Leftism is always relentless, not because it works, but because it’s evil. They never learn or give up.  There is no reason to stop trying and hating when you have an eternity before you.

The sordid failure of materialist Marxism to fulfill any — even one — of its messianic promises posed a problem for people who were still, for their own reasons, drawn to revolutionary fantasies that entailed gaining power, confiscating other people’s property and silencing them by force. History, it is perfectly clear, is not inexorably driven to produce a dictatorship of the proletariat. It took Soviet tanks to remind the workers of Hungary and Poland of what was good for them. It demanded concrete walls and barbed wire to stop the common people from fleeing “people’s” regimes by the millions, to live instead in wicked capitalist lands where they would be exploited. What to do, if you still find reality intolerable, and crave a revolution?

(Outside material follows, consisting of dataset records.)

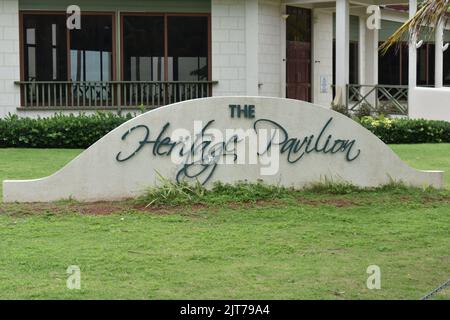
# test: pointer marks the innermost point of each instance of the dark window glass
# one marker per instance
(405, 64)
(143, 48)
(188, 48)
(45, 47)
(430, 62)
(91, 49)
(354, 63)
(298, 24)
(389, 69)
(447, 67)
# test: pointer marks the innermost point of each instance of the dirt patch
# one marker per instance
(338, 203)
(431, 200)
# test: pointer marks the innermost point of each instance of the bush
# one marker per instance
(60, 131)
(81, 131)
(408, 131)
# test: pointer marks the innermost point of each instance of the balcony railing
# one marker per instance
(109, 95)
(387, 99)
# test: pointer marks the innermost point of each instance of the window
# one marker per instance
(143, 62)
(44, 47)
(176, 47)
(187, 48)
(91, 49)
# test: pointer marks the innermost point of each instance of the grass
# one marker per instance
(297, 245)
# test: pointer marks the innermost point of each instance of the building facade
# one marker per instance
(133, 54)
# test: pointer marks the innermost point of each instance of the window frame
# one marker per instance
(165, 15)
(22, 13)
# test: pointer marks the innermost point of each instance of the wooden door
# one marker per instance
(298, 55)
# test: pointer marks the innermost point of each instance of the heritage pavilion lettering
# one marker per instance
(201, 156)
(284, 142)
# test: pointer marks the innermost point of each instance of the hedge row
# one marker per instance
(60, 131)
(408, 131)
(81, 131)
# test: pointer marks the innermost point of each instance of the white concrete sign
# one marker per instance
(227, 139)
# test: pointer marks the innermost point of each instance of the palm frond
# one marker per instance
(423, 23)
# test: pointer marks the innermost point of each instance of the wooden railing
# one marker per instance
(104, 95)
(391, 99)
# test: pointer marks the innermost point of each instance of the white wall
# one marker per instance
(429, 103)
(246, 55)
(322, 60)
(228, 47)
(9, 56)
(269, 53)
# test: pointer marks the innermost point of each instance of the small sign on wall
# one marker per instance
(323, 84)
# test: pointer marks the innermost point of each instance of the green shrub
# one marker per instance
(59, 131)
(408, 131)
(81, 131)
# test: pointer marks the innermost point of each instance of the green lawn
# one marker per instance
(304, 247)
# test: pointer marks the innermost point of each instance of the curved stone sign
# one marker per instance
(227, 139)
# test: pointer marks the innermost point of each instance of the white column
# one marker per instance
(251, 46)
(362, 50)
(371, 63)
(412, 49)
(342, 47)
(283, 52)
(439, 55)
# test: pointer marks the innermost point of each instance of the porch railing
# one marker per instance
(387, 99)
(114, 94)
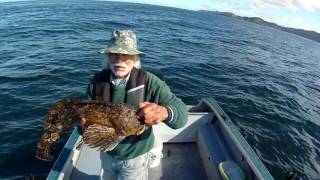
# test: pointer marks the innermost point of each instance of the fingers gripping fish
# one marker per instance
(106, 124)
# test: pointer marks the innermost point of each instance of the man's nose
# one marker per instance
(120, 58)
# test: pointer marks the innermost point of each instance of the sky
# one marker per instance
(302, 14)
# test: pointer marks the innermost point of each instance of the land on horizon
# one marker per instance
(312, 35)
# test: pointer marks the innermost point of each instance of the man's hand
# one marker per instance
(152, 113)
(82, 123)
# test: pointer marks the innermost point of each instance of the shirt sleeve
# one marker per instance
(177, 110)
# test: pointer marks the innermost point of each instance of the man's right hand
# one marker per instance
(82, 123)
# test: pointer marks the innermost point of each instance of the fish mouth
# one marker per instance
(141, 130)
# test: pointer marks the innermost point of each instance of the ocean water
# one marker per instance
(268, 81)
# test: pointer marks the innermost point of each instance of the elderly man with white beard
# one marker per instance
(124, 82)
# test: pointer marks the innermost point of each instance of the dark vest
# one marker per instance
(135, 88)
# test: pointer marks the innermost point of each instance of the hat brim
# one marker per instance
(120, 50)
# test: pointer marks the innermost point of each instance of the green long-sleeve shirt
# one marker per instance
(157, 91)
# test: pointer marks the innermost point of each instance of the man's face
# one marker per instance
(121, 64)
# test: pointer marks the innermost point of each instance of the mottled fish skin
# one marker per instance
(107, 124)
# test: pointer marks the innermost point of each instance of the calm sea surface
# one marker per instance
(268, 81)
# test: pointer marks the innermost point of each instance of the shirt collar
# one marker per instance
(119, 82)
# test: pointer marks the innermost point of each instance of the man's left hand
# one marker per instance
(152, 113)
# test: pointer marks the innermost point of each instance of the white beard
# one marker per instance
(119, 73)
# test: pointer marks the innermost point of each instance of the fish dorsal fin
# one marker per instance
(101, 137)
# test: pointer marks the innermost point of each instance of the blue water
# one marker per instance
(268, 81)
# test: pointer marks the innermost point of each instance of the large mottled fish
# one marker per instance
(106, 124)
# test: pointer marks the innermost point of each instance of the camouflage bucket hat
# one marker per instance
(123, 42)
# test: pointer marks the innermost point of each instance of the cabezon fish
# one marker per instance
(107, 124)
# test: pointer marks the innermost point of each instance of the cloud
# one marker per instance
(309, 5)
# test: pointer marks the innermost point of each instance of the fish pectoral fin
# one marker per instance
(102, 137)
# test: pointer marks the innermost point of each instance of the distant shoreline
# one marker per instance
(312, 35)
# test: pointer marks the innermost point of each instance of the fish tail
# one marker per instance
(45, 146)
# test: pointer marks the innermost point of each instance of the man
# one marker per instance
(124, 82)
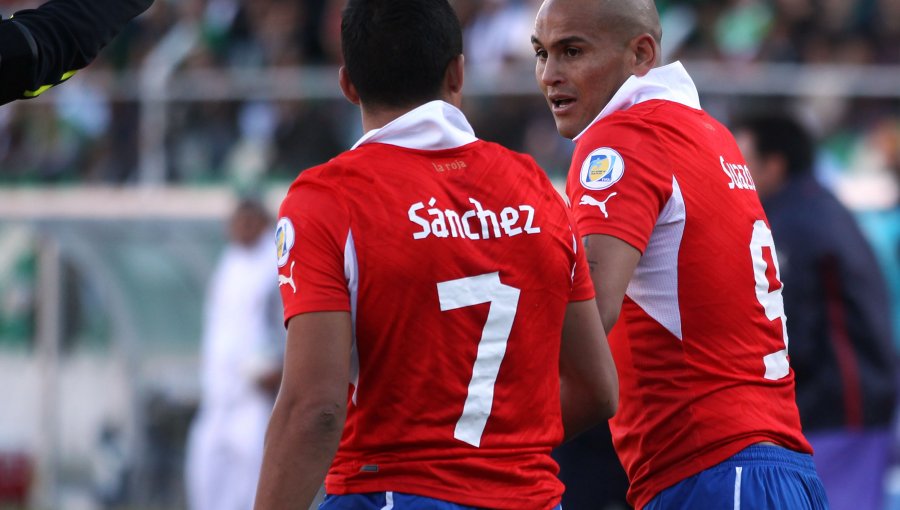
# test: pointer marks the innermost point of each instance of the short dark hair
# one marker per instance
(782, 135)
(396, 52)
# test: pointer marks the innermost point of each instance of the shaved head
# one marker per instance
(634, 17)
(629, 18)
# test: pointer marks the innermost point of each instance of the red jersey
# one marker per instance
(700, 344)
(457, 259)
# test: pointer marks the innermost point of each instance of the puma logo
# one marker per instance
(589, 200)
(288, 280)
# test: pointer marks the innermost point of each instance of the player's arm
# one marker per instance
(588, 382)
(612, 262)
(42, 47)
(310, 410)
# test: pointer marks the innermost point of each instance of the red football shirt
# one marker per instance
(457, 265)
(700, 344)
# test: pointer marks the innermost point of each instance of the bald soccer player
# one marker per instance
(684, 268)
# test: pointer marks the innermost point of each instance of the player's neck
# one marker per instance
(378, 117)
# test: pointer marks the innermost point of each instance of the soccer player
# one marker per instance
(840, 325)
(42, 47)
(442, 332)
(684, 267)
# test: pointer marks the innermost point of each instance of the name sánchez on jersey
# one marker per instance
(477, 223)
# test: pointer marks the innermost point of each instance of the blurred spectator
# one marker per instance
(241, 357)
(98, 141)
(839, 321)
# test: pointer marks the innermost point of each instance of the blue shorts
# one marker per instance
(759, 477)
(390, 501)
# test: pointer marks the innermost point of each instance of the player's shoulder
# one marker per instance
(524, 165)
(317, 183)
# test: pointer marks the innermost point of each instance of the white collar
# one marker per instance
(433, 126)
(671, 83)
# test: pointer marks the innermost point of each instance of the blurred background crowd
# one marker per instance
(199, 101)
(196, 83)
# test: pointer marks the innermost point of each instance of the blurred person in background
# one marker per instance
(42, 47)
(436, 353)
(240, 367)
(840, 320)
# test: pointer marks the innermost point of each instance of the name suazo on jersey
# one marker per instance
(700, 342)
(510, 221)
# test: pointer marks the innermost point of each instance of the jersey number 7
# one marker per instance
(503, 300)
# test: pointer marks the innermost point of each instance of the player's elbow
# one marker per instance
(316, 420)
(605, 395)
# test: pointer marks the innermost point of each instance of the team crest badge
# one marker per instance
(601, 169)
(284, 240)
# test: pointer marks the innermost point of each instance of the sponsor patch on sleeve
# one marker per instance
(601, 169)
(284, 240)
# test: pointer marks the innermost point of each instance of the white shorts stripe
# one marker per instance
(389, 499)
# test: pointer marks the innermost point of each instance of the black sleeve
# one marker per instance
(42, 47)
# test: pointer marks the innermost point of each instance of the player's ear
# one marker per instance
(646, 53)
(454, 77)
(347, 86)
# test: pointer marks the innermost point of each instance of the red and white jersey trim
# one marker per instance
(434, 126)
(351, 272)
(670, 83)
(654, 286)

You turn to magic. You create a “god from a machine.” You twist people’s faith in Christ into the self-confidence of a conquering social class. You drag down their hope for heaven, and rope it to wishes for cheaper gas and more cassavas. You teach them that real love, tough love, amounts to a cold-blooded calculation about maximizing utility: To make that liberating omelet, Jesus wants you to crack some heads. Perversely, as Marxism by natural means began to collapse all around the world, liberation theologians tried to revive it by calling it Christian.

Look for this in the Pope’s goals, in his allies, and in his rhetoric.  You won’t have to look hard.